For which conditions is a total knee replacement not advisable?

  • Joint infections, 
  • Other systemic infection or sepsis, 
  • Neurological pain, 
  • Bones in normal condition. 

 

If other conditions are present: 

  • when general anaesthesia cannot be tolerated, such as for an individual with a poor heart, 
  • general poor health, 
  • failed extensor mechanism in the knee, 
  • significant peripheral vascular disease.

What are the benefits of a total knee replacement?

  • Improved range of motion, 
  • Reduced pain, 
  • Improved functional abilities, 
  • Improved quality of life.

What functions can be improved after a total knee replacement?

  • Transfers such as sit-to-stand,
  • Bed transfers, 
  • Toilet transfers,
  • Getting in and out of a car, 
  • Improved mobility and reduced use of walking aids, 
  • Ability to go up and down stairs, 
  • Mobility without pain, both indoors and outdoors, 
  • Engaging in enjoyable activities. 

How long will a total knee replacement last?

Most clinicians tend to agree that a total knee replacement lasts for 10 to 15 years. However, it is possible for individuals to experience no issues for 30 years or more. The key to maintaining the replaced knee is an active lifestyle. 

 

What does total knee replacement rehabilitation consist of?

TKR rehabilitation consists of:

  • pre-operative care, 
  • post-operative care, 
  • long term maintenance.

 

Pre Operative: It is good practice to: 

  • learn how to apply ice to the surgical site, 
  • learn the post-surgery exercises,
  • gain knowledge on 

☆ pain,

☆ stiffness, 

☆ swelling and its management.

Post Operative: It is crucial that this is approached wholeheartedly, with maximum effort. Do not be deterred by: 

  • pain, 
  • stiffness, 
  • swelling.

Physiotherapy starts on the Day 1. A physiotherapist will begin with:

  • exercises, 
  • mobility using a frame, 
  • cryotherapy for pain. 

Between Days 3 and 5, patients should be able to: 

  • get in and out of bed independently, 
  • sit to stand from bed/chair independently, 
  • progress mobility from frame to elbow crutches, 
  • mobilise with one or two elbow crutches independently, 
  • navigate stairs with physiotherapy technique, 
  • get in and out of a car, 
  • be discharged from hospital and return home.

 

Long term maintenance: After coming home, it is important to do the following: 

  • home exercises, 
  • begin outdoor mobility, 
  • gradually increase the distance every day. 
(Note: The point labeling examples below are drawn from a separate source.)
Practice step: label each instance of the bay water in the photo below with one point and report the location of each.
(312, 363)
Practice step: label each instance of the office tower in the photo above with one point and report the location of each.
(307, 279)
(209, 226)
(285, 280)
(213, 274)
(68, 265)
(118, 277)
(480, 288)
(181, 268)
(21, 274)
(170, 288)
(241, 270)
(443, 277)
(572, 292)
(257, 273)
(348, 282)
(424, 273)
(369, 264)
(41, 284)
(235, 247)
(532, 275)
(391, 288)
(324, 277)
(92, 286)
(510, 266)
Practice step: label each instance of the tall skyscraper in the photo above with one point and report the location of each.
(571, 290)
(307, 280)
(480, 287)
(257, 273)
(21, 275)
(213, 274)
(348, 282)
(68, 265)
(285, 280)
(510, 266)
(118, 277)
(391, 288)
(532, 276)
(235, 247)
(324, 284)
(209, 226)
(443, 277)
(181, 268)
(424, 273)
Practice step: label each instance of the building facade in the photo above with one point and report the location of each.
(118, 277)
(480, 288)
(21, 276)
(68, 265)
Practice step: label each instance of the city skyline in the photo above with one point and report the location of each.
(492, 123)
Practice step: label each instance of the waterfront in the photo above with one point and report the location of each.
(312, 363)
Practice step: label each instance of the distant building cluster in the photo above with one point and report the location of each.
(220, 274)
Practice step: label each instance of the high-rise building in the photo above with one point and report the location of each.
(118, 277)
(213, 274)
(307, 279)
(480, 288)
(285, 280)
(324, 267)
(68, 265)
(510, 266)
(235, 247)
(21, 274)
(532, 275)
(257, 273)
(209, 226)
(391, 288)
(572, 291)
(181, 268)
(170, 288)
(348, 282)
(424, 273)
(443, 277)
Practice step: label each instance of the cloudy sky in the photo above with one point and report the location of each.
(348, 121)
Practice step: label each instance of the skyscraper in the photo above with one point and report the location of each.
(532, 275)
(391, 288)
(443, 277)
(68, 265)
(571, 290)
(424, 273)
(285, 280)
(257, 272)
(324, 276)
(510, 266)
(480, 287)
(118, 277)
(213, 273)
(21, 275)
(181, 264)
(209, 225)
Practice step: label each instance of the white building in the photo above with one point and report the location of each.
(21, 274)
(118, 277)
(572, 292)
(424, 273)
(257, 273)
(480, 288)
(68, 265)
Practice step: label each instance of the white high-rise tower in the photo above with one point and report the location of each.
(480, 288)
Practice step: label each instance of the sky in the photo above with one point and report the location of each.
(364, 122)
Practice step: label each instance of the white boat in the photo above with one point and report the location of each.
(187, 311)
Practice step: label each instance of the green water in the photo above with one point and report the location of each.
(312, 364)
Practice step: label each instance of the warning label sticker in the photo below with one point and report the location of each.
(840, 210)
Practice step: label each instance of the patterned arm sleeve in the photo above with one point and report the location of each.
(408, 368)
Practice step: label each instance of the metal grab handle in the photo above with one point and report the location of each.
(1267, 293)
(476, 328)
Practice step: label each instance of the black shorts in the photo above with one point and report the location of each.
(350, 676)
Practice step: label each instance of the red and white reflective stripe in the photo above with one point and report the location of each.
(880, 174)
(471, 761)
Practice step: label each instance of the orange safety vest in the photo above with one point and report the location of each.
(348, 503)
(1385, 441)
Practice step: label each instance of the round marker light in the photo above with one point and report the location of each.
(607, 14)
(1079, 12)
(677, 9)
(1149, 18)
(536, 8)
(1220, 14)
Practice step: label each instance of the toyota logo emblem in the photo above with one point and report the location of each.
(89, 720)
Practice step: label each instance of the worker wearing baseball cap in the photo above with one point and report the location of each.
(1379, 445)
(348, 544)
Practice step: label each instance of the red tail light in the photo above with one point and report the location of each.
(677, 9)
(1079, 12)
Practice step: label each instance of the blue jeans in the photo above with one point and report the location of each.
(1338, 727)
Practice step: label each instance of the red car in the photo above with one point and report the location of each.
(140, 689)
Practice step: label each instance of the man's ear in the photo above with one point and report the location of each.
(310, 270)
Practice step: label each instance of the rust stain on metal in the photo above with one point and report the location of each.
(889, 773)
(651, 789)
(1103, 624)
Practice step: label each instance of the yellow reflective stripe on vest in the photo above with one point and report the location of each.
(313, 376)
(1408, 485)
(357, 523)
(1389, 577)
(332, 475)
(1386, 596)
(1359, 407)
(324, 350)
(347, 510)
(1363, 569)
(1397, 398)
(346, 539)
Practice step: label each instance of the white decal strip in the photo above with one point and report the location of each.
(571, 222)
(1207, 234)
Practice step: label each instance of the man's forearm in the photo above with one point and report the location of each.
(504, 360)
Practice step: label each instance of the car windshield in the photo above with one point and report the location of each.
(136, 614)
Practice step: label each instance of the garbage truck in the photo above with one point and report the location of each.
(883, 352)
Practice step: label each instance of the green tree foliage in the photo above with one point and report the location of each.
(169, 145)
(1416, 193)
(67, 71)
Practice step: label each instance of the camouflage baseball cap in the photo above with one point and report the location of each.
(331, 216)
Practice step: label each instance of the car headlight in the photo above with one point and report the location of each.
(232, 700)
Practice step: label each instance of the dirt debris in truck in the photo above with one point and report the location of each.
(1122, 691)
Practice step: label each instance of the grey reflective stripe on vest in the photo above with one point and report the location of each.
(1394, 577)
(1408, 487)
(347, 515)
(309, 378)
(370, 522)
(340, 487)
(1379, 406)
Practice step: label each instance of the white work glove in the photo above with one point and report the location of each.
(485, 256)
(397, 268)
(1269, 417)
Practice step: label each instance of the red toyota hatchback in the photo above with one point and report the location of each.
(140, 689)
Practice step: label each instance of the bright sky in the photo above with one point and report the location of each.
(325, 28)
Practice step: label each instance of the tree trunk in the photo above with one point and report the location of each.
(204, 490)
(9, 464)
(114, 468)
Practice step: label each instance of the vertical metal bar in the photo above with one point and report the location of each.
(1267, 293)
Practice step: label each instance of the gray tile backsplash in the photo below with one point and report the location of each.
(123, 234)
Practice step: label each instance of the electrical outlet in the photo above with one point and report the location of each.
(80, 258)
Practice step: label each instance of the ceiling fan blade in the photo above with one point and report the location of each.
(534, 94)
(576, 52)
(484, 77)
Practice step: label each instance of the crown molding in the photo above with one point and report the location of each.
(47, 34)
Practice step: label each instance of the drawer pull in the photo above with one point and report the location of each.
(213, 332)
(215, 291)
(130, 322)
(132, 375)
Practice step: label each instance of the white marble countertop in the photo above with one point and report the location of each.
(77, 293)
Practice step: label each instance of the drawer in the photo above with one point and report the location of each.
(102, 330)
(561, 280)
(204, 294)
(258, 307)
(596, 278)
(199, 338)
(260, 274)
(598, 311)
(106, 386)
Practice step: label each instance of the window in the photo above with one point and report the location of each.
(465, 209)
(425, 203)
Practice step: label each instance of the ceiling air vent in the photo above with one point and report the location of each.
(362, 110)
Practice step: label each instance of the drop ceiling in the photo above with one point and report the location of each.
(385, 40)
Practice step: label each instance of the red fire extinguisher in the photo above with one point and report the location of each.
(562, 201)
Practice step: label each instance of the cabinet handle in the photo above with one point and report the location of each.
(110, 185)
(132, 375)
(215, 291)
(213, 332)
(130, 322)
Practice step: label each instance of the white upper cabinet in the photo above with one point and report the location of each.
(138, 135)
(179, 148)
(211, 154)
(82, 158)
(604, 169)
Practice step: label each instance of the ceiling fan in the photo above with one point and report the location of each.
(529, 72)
A physiotherapist will review the exercises and increase the intensity to a mutually agreed level.

 

What precautions do I need to take following total knee replacement surgery?

Falling: Remove all rugs and mats from the floor. Always be cautious while changing clothes. Have the lights on in the hallway and toilets, particularly during the night. Use walking aids to get to the toilet during the night.

Infection: Avoid long periods of inactivity. Do not overdo the exercise, and slowly wean from painkillers.